Use for the preservation of species
In the "Heroes" section, the Oklahoma-born photographer spoke to people who are committed to animal welfare in a special way - such as with German-born activist Tilo Nadler. He founded the Endangered Primate Rescue Center in Vietnam, which looks after maltreated animals. Many of them were confiscated on the black market. One of them is the endangered white-cheeked crested gibbon. The small primate lives in China as well as in the northern regions of Vietnam and Laos.
"At present, species are being eliminated more quickly than at any other time in Earth's history, " writes Harrison Ford, chairman of the organization "Conservation International, " in the foreword to Sartore's illustrated book. The US actor and committed nature conservationist has been committed to preserving wildlife for decades. Scientists have even named two animals after him: the spider species Calponia harrisonfordi and the ant species Pheidole harrisonfordi. Unlike animals, humans can influence whether a species persists, Ford explains.

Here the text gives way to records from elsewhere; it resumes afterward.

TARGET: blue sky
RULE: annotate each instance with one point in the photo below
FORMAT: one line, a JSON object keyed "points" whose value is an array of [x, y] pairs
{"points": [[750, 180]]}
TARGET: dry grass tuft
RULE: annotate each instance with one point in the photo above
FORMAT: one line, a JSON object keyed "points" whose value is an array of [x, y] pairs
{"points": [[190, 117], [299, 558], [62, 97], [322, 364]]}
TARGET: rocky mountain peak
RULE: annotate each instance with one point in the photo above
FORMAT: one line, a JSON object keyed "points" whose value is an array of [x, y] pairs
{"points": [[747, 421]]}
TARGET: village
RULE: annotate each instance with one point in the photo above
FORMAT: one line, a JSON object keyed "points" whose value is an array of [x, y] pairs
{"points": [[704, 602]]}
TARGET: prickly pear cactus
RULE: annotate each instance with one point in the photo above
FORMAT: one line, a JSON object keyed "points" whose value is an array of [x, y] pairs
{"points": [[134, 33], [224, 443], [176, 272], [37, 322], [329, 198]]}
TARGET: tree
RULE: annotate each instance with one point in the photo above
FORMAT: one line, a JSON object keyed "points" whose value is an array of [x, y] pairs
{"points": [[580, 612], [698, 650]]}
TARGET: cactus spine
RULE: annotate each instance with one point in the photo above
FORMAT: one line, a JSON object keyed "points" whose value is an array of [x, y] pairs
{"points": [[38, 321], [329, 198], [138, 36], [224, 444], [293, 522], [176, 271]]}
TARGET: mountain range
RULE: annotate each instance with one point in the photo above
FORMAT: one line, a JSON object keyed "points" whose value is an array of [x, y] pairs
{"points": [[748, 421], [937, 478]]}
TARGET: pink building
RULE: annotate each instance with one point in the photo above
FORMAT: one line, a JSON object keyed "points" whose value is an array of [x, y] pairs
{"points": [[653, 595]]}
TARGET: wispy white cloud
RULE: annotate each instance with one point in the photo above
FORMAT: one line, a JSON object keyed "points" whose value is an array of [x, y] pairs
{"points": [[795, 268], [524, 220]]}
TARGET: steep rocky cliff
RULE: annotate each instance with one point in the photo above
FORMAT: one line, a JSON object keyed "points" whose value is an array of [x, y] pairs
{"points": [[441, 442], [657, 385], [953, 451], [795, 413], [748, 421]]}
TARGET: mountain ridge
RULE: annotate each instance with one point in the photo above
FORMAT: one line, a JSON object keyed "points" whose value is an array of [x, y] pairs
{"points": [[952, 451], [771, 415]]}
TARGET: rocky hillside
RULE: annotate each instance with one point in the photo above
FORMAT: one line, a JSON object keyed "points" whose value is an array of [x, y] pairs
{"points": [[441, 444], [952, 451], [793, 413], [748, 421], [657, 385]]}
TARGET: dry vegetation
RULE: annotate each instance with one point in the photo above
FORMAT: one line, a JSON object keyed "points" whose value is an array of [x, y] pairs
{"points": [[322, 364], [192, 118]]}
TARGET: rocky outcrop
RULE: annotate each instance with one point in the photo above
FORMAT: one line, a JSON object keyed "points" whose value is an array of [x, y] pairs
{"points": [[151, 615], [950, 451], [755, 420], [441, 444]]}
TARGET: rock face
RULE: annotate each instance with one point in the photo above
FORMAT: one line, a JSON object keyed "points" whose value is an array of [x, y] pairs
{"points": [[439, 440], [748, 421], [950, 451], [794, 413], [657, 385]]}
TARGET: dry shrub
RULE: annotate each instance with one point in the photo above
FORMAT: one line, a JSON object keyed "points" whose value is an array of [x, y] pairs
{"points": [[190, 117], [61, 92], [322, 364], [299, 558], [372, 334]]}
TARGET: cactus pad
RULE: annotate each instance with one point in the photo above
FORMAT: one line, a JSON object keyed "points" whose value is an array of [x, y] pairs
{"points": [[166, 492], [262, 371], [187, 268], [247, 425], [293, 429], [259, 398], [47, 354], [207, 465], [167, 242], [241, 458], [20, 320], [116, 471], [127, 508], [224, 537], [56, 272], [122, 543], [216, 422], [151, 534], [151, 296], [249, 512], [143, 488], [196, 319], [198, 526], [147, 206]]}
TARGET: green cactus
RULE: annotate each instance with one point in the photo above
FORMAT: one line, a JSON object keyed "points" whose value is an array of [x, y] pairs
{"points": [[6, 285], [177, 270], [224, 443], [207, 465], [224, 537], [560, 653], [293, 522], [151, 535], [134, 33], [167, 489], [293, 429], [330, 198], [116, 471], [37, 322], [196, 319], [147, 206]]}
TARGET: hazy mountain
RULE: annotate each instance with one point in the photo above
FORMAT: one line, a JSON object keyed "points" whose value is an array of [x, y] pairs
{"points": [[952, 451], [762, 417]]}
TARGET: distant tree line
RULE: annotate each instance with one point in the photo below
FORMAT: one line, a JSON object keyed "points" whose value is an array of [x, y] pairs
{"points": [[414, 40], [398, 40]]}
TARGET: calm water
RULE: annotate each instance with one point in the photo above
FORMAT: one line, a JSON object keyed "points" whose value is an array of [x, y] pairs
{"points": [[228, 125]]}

The aim of Sartore's illustrated book is to give these creatures a voice.
To the photographer:
Joel Sartore (born 1962) first worked as a newspaper photographer in America, then began his career with the National Geographic Society. After initially portraying people, he later specialized in wildlife photography. The photographer sees himself as one of the last, who sees some of the recorded species alive. In more than ten years he collected more than 6000 species. Over 400 of them are found in "species rich".